No other GFX versions use this specific register in the same way.

## PHASE 6: STABLE TREE ANALYSIS

### Step 6.1: Does the buggy code exist in stable?
- `gfx_v12_1.c` does **NOT exist** in v6.12, v6.13, or v6.19 (verified
  via `git show v6.X:...`)
- The file was introduced during the v7.0-rc1 cycle
- The buggy commit `a41d94a7bb962` **IS in v7.0** (verified via `git
  merge-base --is-ancestor`)
- The revert `29756a7535fac` is **NOT in v7.0** (verified)
- **Only v7.0.y stable is affected**

### Step 6.2: Backport Complications
The patch should apply cleanly — the state of
`gfx_v12_1_init_golden_registers` in v7.0 exactly matches the diff
context (verified by examining the v7.0 tree).

## PHASE 7: SUBSYSTEM AND MAINTAINER CONTEXT

### Step 7.1
- **Subsystem:** GPU driver (drm/amdgpu) — IMPORTANT for AMD GPU users
- GFX 12.1 is new AMD hardware (likely RDNA/CDNA generation)

### Step 7.2
The file has extremely active development (~30 commits since
introduction), expected for new hardware enablement.

## PHASE 8: IMPACT AND RISK ASSESSMENT

### Step 8.1: Who is affected?
All users with GFX 12.1 AMD GPUs running v7.0.y kernels.

### Step 8.2: Trigger conditions
The bug triggers on **every GPU initialization** — boot, resume, GPU
reset. It's not a rare race or edge case.
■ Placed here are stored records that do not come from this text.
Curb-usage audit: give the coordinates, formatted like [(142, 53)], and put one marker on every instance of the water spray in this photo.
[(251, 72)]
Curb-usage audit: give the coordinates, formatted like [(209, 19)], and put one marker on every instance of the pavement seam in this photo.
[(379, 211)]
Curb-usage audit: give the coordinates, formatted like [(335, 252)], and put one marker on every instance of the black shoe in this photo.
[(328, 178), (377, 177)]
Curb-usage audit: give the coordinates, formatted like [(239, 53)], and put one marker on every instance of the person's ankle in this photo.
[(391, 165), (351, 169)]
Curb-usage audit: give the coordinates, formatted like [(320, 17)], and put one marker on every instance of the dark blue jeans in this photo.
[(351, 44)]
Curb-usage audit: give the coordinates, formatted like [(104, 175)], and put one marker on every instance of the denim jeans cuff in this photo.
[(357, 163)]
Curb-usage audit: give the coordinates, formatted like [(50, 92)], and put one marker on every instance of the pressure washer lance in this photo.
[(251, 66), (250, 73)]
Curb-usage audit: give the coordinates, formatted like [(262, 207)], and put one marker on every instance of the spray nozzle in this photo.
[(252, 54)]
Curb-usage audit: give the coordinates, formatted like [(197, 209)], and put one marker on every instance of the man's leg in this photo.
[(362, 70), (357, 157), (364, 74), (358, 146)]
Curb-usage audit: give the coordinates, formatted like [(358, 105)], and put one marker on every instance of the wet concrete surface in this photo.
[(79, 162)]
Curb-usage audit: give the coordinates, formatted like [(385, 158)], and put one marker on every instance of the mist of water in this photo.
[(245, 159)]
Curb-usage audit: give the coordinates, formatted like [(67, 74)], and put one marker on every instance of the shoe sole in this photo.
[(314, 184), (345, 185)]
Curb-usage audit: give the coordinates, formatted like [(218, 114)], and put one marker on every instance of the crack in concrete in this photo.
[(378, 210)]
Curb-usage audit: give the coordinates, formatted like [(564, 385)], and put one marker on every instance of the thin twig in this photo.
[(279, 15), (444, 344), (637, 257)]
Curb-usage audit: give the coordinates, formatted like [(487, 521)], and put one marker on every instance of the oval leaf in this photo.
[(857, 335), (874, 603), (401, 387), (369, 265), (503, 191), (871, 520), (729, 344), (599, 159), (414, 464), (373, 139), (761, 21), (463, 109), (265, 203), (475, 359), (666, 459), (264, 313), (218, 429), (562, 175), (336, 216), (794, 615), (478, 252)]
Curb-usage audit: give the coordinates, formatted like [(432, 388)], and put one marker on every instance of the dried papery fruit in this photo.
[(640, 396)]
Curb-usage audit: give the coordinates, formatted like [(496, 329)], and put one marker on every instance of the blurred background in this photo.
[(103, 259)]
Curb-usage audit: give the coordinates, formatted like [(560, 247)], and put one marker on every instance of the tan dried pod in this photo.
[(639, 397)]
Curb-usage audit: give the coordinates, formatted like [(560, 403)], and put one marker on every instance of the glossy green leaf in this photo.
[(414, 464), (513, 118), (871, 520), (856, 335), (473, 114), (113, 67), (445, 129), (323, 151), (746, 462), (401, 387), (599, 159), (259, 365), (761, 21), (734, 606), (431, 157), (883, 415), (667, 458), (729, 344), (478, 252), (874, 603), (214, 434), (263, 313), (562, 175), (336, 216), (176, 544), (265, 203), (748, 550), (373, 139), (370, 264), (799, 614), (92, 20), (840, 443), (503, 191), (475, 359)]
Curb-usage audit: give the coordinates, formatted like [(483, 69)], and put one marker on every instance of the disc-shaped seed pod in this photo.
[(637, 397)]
### Step 8.3: Failure mode
Based on the earlier revert message: "data mismatch and slowness issues
with multiple HIP tests." Data mismatch is effectively **data
corruption** in GPU compute workloads. Severity: **HIGH** (data
corruption + performance degradation).

### Step 8.4: Risk-Benefit
- **Benefit:** HIGH — fixes data corruption and performance issues for
  all GFX 12.1 users on every GPU init
- **Risk:** VERY LOW — pure deletion of 19 lines, reverts to known-good
  previous behavior
- **Ratio:** Strongly favors backporting

## PHASE 9: FINAL SYNTHESIS

### Evidence FOR backporting:
- Fixes real bug: data mismatch (corruption) and slowness in GPU compute
  workloads
- Pure code removal (19 lines deleted, 0 added) — zero regression risk
- Reviewed by the original feature author (Mukul Joshi)
- Signed off by AMD GPU maintainer (Alex Deucher)
- The buggy code IS in v7.0 stable tree
- Triggers on every GPU initialization (not a rare edge case)
- History shows this feature was already reverted once before for the
  same class of issues

### Evidence AGAINST backporting:
- Terse commit message doesn't detail the specific bug
- Only applies to v7.0.y (new hardware)
- No Fixes: tag or explicit stable nomination

### Stable Rules Checklist:
1. Obviously correct and tested? **YES** — pure deletion, reviewed by
   feature author
2. Fixes a real bug? **YES** — data mismatch/corruption and slowness
3. Important issue? **YES** — data corruption severity
4. Small and contained? **YES** — 19 lines in one file
5. No new features or APIs? **YES** — only removes code
6. Can apply to stable? **YES** — applies cleanly to v7.0

## Verification

- [Phase 1] Parsed tags: Reviewed-by Mukul Joshi, Signed-off-by Alex
  Deucher (maintainer)
- [Phase 2] Diff analysis: 19 lines removed, 0 added. Function
  `gfx_v12_1_xcc_setup_tcp_thrashing_ctrl` deleted, call removed from
  `gfx_v12_1_init_golden_registers`
- [Phase 3] git show a41d94a7bb962: confirmed original commit added
  retry thrashing, is in v7.0
- [Phase 3] git merge-base --is-ancestor a41d94a7bb962 v7.0: YES
- [Phase 3] git merge-base --is-ancestor 29756a7535fac v7.0: NO (not in
  v7.0 yet)
- [Phase 3] git show 127770bcfccc2: earlier revert described "data
  mismatch and slowness issues with multiple HIP tests"
- [Phase 3] git tag --contains a41d94a7bb962: confirmed in v7.0,
  v7.0-rc1 through rc7
- [Phase 4] b4 dig -c 29756a7535fac: no match found on lore
- [Phase 4] b4 dig -c a41d94a7bb962: no match found on lore
- [Phase 5] grep TCP_UTCL0_THRASHING: only in gfx_v12_1.c and register
  headers
- [Phase 6] git show v6.12/v6.13/v6.19: file does not exist in any prior
  stable tree
- [Phase 6] Verified v7.0 tree state: function exists at line 2632,
  called at line 2698, patch applies cleanly
- [Phase 8] Failure mode: data corruption (data mismatch) + performance
  degradation, severity HIGH
- UNVERIFIED: Exact nature of the "bug found" in the revert message (but
  corroborated by the earlier revert's more detailed description)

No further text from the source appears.